Ephesians 1:11 says, "In him we were also chosen, having been predestined according to the plan of him who works out everything in conformity with the purpose of his will..."
Have you ever been chosen for something? Like a part in the school play? A spot on the school sports team? A fun project at work? You get where I am going with this. It feels good to be chosen for something. I mean, in those cases I bet it feels something like being on top of the world like you could do just about anything. As my biggest little would say, "I got this fam!" Now, what about being chosen for something a little less exciting. Have you ever been chosen to take the trash to the curb? Walk your brother or sister to the bus stop? To sort through 3 years of receipts to find the root cause of demurrage charges? (Ok, the last one may be personal!) Do you kind of notice how the first three sound like a lot of fun and the second three sound an awful lot like, well, work?
How does all of this play into answered prayers? I'm sure, like me, you have prayed for something. Perhaps you prayed for the part in the play, to be on the sports team, or even to be on the project team at work. In any fashion, we've all, at some point in time, prayed for an outcome - to get something, to get through something, to be something... Me, I'm no different. I wouldn't say I pray more or less than anyone else, only that I pray. Here's the thing today's scripture put into place for me about those prayers - God answers them. Each and every one of them. Yes, he does. Even those that don't seem to be answered, He answers them. Here is how I know.
Many years ago, long before I had Littles of my own, I used to pray and pray and pray for a family - someone to love me unconditionally. (Honestly, I prayed this long before I really knew who I was praying this to or the importance of my relationship with said person.) God didn't answer those prayers at that time, but a few years later I became a mom.
I have three daughters. Some may think that is a curse, but I believe it is a treasure. (Again, a post for another time.) However, each time I found out I was going to have a child (and even when I was praying for them to come - see above) I prayed and prayed for a boy. I am not certain why I felt this desire to only have a boy, but hey, I did. Each time I found out it was a girl, I wept. Terribly. I was going to miss out on football and dinosaurs and basketball and cowboys and baseball and monster trucks and....I think you get it. Then the Lord gave me two step-sons.
As a teenager and a young woman in my twenties, I prayed fervently for a man to love who was not only there for me but was my best friend. I wanted someone who I could talk with, spend time with, laugh with, enjoy life with, and so on. Early on, I didn't know enough to ask for a man who knew the Lord, I just knew I wanted a friend. I made mistakes with this, we all can. It took a lot of heartache and pain, some caused by me and some that happened to me. (Read the end of 2012 through the end of 2014 for the bulk of it.) But God has answered this prayer. More importantly, as I got into my thirties, this prayer changed to add in a man who loved and sought after the Lord. Mine does.

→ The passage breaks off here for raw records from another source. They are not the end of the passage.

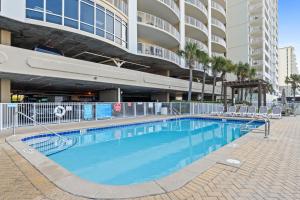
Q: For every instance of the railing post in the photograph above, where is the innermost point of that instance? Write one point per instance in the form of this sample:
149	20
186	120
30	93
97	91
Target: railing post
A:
34	114
1	117
134	109
79	112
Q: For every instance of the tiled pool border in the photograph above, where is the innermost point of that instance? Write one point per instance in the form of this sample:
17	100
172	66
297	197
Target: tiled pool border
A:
77	186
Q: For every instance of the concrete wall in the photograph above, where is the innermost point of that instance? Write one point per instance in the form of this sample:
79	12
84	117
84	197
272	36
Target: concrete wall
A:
237	30
40	64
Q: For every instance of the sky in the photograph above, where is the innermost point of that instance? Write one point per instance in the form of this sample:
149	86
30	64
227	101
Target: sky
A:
289	25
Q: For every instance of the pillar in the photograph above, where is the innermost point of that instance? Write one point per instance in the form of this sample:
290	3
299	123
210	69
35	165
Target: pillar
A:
259	95
5	91
161	97
179	96
113	95
5	37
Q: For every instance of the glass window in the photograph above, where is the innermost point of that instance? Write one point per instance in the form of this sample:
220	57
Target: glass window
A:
34	15
71	23
100	19
35	4
87	13
86	28
109	23
53	19
54	7
71	9
118	27
100	32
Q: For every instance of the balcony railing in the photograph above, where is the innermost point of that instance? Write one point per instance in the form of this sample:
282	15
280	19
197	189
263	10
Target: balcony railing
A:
157	51
158	23
257	63
121	5
218	40
218	23
198	4
172	5
218	7
196	23
201	45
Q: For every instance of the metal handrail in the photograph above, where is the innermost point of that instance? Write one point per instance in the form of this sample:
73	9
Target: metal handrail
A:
45	127
267	124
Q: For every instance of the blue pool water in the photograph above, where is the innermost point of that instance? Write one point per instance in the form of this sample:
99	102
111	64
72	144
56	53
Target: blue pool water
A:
144	152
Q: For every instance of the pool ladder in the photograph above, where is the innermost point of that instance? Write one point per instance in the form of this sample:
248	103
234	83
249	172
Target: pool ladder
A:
52	144
267	127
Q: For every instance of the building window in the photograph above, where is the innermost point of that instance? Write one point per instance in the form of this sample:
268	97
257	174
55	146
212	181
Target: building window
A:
71	13
35	9
87	16
109	25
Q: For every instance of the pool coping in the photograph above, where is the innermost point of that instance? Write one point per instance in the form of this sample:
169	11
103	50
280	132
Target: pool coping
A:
73	184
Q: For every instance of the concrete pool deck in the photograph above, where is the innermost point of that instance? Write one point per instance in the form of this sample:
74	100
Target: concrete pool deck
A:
268	169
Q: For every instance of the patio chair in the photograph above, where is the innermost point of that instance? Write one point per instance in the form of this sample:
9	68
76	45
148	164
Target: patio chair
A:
276	113
251	111
231	111
220	111
243	111
263	112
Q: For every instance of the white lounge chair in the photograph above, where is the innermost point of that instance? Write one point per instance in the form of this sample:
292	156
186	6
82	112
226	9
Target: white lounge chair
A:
231	111
243	111
263	112
220	111
251	111
276	113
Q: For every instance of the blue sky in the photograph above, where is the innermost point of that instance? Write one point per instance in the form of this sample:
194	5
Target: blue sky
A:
289	25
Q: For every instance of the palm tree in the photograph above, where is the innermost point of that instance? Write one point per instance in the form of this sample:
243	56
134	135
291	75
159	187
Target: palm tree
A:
294	81
251	76
242	71
204	59
190	55
229	67
217	65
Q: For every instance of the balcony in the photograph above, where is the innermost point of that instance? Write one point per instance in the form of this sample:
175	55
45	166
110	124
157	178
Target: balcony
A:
201	45
218	11
257	42
158	52
197	9
257	53
218	27
196	29
257	63
157	30
164	9
218	44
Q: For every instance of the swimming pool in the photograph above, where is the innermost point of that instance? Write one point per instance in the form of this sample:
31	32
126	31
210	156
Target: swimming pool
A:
137	153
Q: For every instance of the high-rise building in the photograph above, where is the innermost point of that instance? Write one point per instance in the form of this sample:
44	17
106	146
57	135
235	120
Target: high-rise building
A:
140	38
287	66
252	36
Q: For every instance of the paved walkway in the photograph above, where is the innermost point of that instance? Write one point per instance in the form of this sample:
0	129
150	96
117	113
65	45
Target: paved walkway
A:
270	170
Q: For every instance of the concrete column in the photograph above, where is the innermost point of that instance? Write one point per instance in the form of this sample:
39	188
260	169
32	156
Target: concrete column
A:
161	97
5	91
132	26
5	37
113	95
209	27
179	96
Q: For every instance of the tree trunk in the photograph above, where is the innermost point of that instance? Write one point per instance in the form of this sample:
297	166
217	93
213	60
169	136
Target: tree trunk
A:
203	86
251	95
214	86
190	84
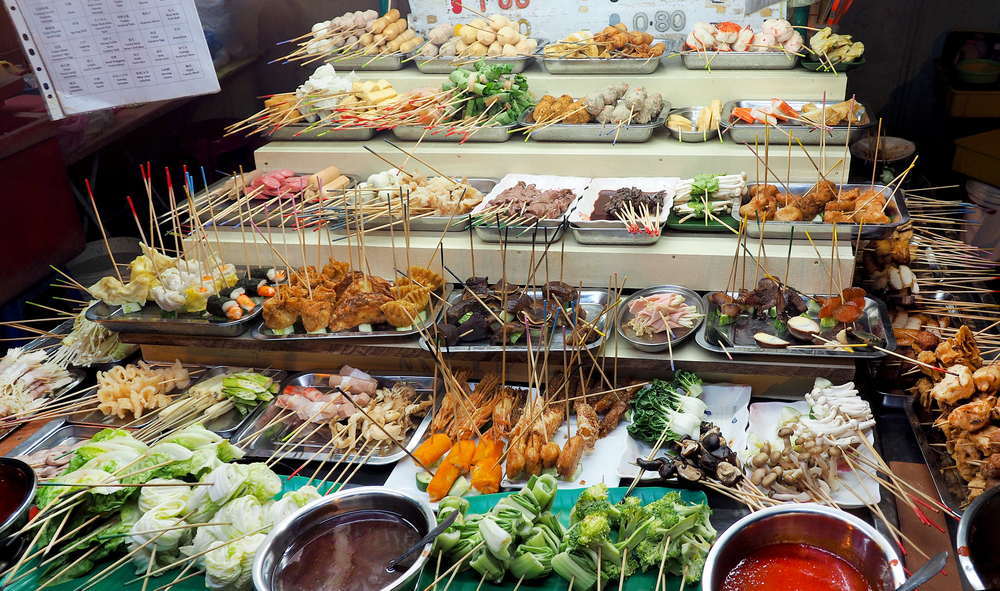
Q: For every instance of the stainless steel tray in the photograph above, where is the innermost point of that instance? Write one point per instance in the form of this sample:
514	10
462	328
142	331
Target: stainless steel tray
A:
524	234
592	300
446	65
369	63
695	137
610	67
740	131
53	433
659	342
323	133
268	443
951	488
620	236
739	60
874	320
413	133
895	209
633	133
148	321
433	223
66	392
263	333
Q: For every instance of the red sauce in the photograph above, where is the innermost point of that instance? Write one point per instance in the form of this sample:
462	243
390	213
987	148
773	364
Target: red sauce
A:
13	490
794	566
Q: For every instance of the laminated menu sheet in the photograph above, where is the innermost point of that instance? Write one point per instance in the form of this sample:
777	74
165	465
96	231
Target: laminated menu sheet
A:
95	54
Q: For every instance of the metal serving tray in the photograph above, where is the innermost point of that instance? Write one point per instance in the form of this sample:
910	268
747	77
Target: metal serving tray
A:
592	301
617	236
446	65
633	133
324	133
369	63
740	131
895	209
53	433
950	486
739	60
609	67
433	223
413	133
659	342
263	333
77	376
739	339
148	321
268	442
695	137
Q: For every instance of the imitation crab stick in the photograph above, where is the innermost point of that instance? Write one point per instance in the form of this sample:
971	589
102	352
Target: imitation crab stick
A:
431	450
457	463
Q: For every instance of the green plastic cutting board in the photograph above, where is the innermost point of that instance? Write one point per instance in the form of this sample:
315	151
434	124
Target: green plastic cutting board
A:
126	573
468	580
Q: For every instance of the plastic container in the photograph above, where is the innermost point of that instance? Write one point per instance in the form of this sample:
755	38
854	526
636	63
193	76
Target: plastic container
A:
984	231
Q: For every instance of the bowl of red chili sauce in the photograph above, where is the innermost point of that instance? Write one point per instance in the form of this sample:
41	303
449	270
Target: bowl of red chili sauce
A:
802	546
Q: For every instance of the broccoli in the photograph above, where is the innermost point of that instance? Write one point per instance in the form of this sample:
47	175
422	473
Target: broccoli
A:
688	382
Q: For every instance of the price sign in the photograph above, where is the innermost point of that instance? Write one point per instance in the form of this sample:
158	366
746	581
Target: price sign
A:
555	19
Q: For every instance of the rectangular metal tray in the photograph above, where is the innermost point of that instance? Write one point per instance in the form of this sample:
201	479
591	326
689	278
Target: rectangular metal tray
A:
612	236
413	133
66	391
53	433
592	300
740	131
610	67
446	65
322	133
148	321
895	209
263	333
268	443
633	133
433	223
875	320
739	60
369	63
950	486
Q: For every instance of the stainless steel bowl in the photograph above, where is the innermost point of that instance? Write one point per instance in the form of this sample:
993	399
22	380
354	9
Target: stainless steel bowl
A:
977	540
659	341
12	545
414	511
693	137
822	527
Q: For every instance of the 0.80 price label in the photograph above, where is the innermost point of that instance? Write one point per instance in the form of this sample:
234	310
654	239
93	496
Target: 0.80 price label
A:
663	21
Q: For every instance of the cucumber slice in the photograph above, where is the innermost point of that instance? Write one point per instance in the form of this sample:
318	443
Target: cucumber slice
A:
460	487
130	307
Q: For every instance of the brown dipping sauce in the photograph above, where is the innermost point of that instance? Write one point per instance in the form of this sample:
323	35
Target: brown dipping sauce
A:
349	552
13	490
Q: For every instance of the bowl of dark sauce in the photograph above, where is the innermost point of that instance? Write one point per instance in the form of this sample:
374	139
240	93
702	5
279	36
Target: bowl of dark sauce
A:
344	542
17	493
978	539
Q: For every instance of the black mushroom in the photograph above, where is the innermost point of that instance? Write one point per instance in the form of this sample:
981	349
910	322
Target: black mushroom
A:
728	474
687	472
667	470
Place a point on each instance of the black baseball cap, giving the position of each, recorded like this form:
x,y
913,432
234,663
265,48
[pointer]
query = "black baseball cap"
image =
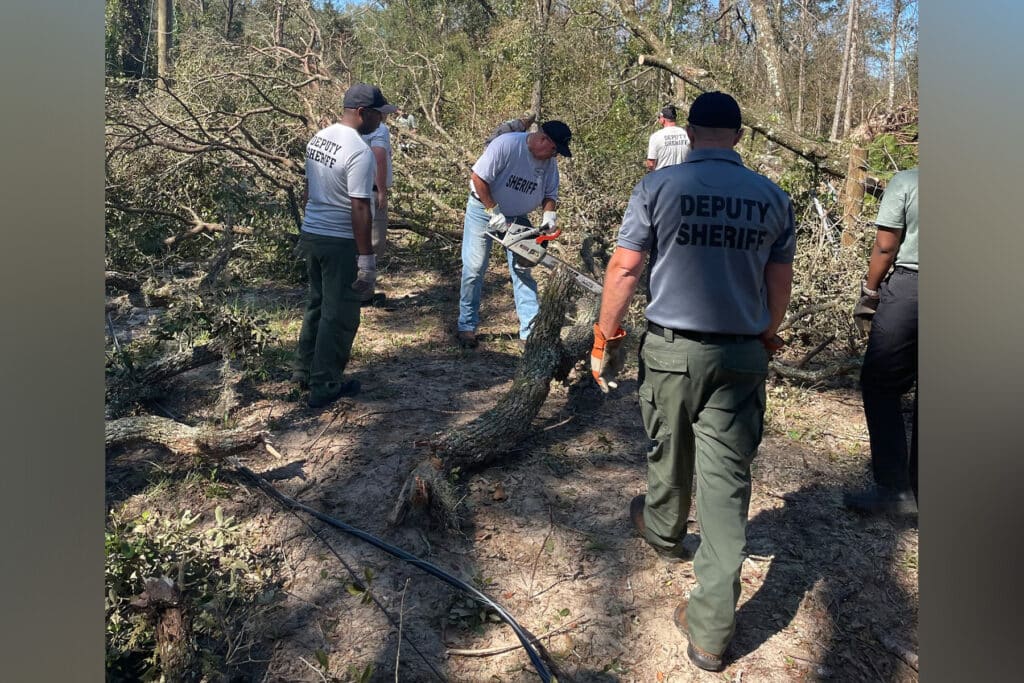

There are many more instances where I have prayed for something and it has come to pass, albeit in a manner I never would have thought, but I'm certain it is rooted in perfection - not mine, but His. Then there are prayers which have gone unanswered, in my eyes, but are true answers none-the-less. I suppose where I am going with this is that perspective is so much more necessary in the praying process than time. Time is a given, it will lapse regardless of your desire for it to do so, but perspective is something you have control of and it certainly helps to place that perspective through the lens of Word.
However, if time is something you'd rather control...I'm most certain there is a physics problem out there for that. ;)
Don't stop praying. He hears you. He loves you. He cares for you. He knows what is best for you. (Just so you know, I'm going to take a moment to head my own advice on this one.)